I lie deep in the trench when the day is calm and think about how the world of the soldier consists of staring up at the sky, crawling upon the earth at night and living beneath it during the day. In the dark of night I think that my life has been divided into three for me by these wemistikoshiw. There was my life before them and their army, there is my life in their army, and, if I live, there will be my life after I have left it and returned home. They must have some magic in their number of three. I know that you, Niska, taught me that we will all someday walk the three-day road, and now I'm left wondering what connection there might be between their world and mine.
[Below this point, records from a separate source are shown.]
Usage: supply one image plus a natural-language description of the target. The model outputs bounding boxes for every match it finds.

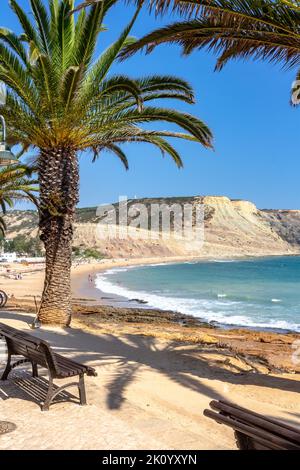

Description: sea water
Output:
[96,257,300,332]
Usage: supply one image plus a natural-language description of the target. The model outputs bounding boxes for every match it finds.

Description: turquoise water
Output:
[96,257,300,332]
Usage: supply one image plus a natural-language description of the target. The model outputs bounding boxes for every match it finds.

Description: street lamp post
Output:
[0,82,18,166]
[0,115,18,166]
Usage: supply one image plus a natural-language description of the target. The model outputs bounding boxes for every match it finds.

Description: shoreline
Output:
[0,253,300,373]
[72,255,300,335]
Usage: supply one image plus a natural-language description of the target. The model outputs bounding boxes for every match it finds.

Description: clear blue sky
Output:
[0,0,300,208]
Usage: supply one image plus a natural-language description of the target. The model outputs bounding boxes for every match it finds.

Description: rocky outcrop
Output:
[6,196,300,258]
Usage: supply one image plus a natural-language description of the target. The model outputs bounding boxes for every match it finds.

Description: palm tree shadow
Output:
[2,328,300,410]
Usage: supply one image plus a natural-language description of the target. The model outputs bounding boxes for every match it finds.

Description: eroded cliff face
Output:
[6,196,300,258]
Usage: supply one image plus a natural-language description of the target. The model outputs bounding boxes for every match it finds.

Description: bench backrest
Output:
[204,400,300,450]
[0,323,57,373]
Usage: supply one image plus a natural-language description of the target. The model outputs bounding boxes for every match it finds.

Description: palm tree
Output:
[121,0,300,103]
[0,0,212,325]
[0,164,38,237]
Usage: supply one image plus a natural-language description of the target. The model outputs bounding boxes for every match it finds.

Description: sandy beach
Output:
[0,259,300,449]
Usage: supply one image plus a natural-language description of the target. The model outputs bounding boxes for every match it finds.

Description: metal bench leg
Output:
[1,352,12,380]
[31,362,39,377]
[78,374,86,405]
[42,375,54,411]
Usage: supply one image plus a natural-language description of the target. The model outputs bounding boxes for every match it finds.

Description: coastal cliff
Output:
[6,196,300,258]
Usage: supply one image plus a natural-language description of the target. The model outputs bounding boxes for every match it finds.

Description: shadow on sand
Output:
[0,312,300,416]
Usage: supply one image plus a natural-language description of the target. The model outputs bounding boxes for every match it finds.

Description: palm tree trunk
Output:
[38,148,79,326]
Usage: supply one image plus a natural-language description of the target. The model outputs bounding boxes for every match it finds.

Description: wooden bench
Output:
[0,323,97,411]
[204,400,300,450]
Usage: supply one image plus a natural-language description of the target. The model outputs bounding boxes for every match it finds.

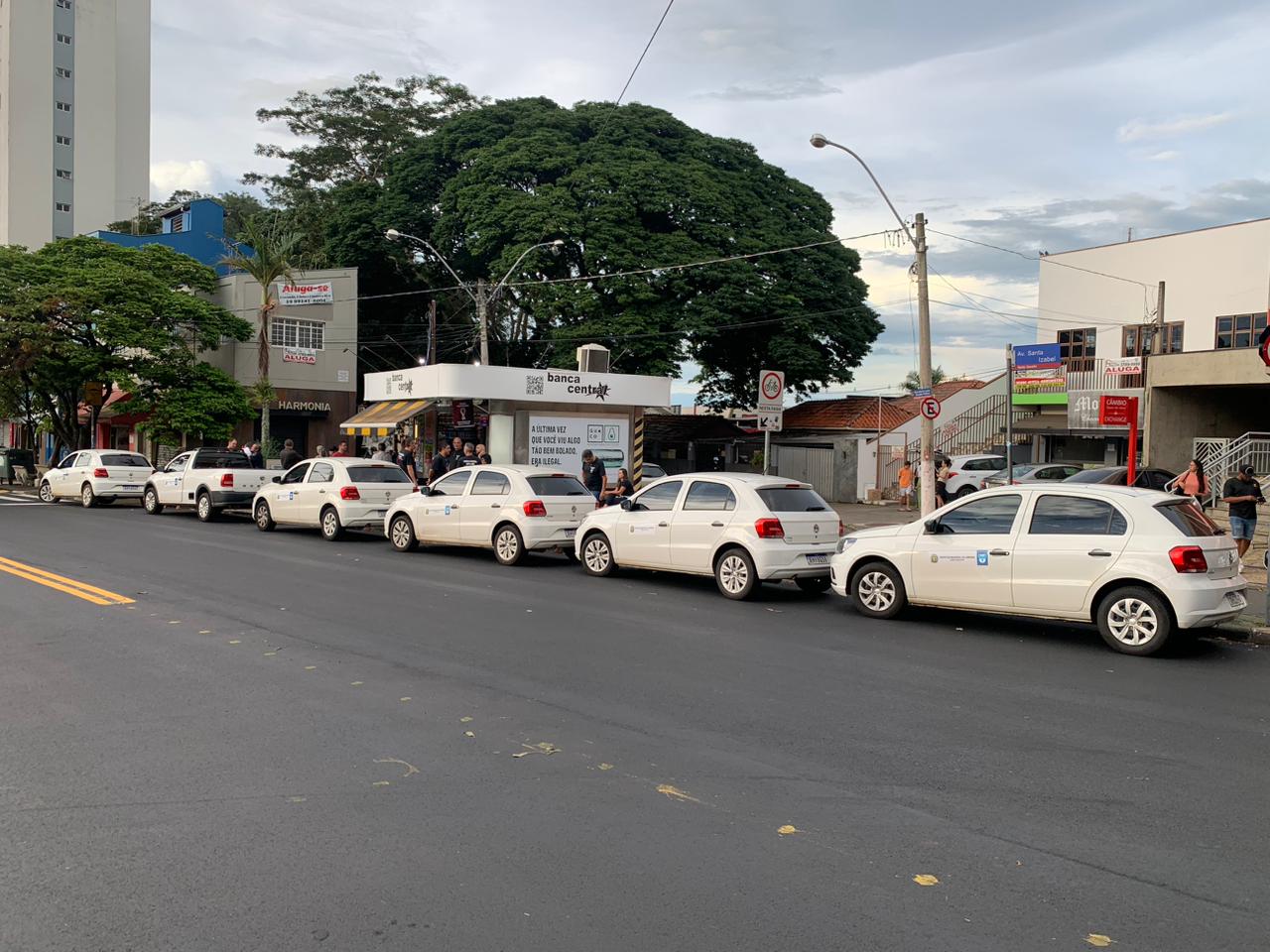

I need to find out if we share something, some magic. Maybe it will help me get through all this.
I made Xavier smile with my story of smacking the nun with my paddle, and this gives me hope. Steering the canoe slow through the afternoon I watch him drift into sleep. It is a restless time for him, and his face looks like a scared child's when he cries out. To try and ease him a little, I start talking again. The story is not a happy one, but something in me has to tell it. There is truth in this story that Xavier needs to hear, and maybe it is best that he hears it in sleep so that the medicine in the tale can slip into him unnoticed.
"Why does she call you Nephew and not your real name?" he asked.
"Nephew is my real name," you answered. "I am her nephew."
“Does she ever call you by your Christian name?" he asked.
You shook your head, looked at me nervously. "My name is Nephew."
"Your name is Xavier," your friend answered.
It was not said meanly. I could tell from his voice that the boy was simply trying to understand.
"Your Christian name is Xavier," he said. "And mine is Elijah."
"Show us how the grouse danced," Old Francis said, and drunk from the attention, you stood, and made everyone else stand around the fire too. You imitated the big grouse, and everyone lifted their arms and moved around the circle. Do you remember? You called out and we moved around the circle, and then you raised your arms and called out again and we all touched our fingertips above our heads and moved the other way, you rustling your arms like feathered wings and everyone laughing. And that is when I said, "From now on we call you Little Bird Dancer," and everyone laughed and agreed it was a good name for you.
Tonight I do not worry about making camp. I just pull our blankets from the canoe and we curl up in them and watch the fire. In a little while I will have to add more wood to keep the chill away. Nephew breathes calmly. I listen to the sounds of the night animals not so far away. I hear the fox and the marten chasing mice. I hear the whoosh of great wings as an Arctic owl sweeps close by, and after that the almost silent step of a bigger animal, a lynx perhaps, keeping watch with her yellow eyes. I lie here and look at the sky, then at the river, the black line of it heading north. By tomorrow we'll be home.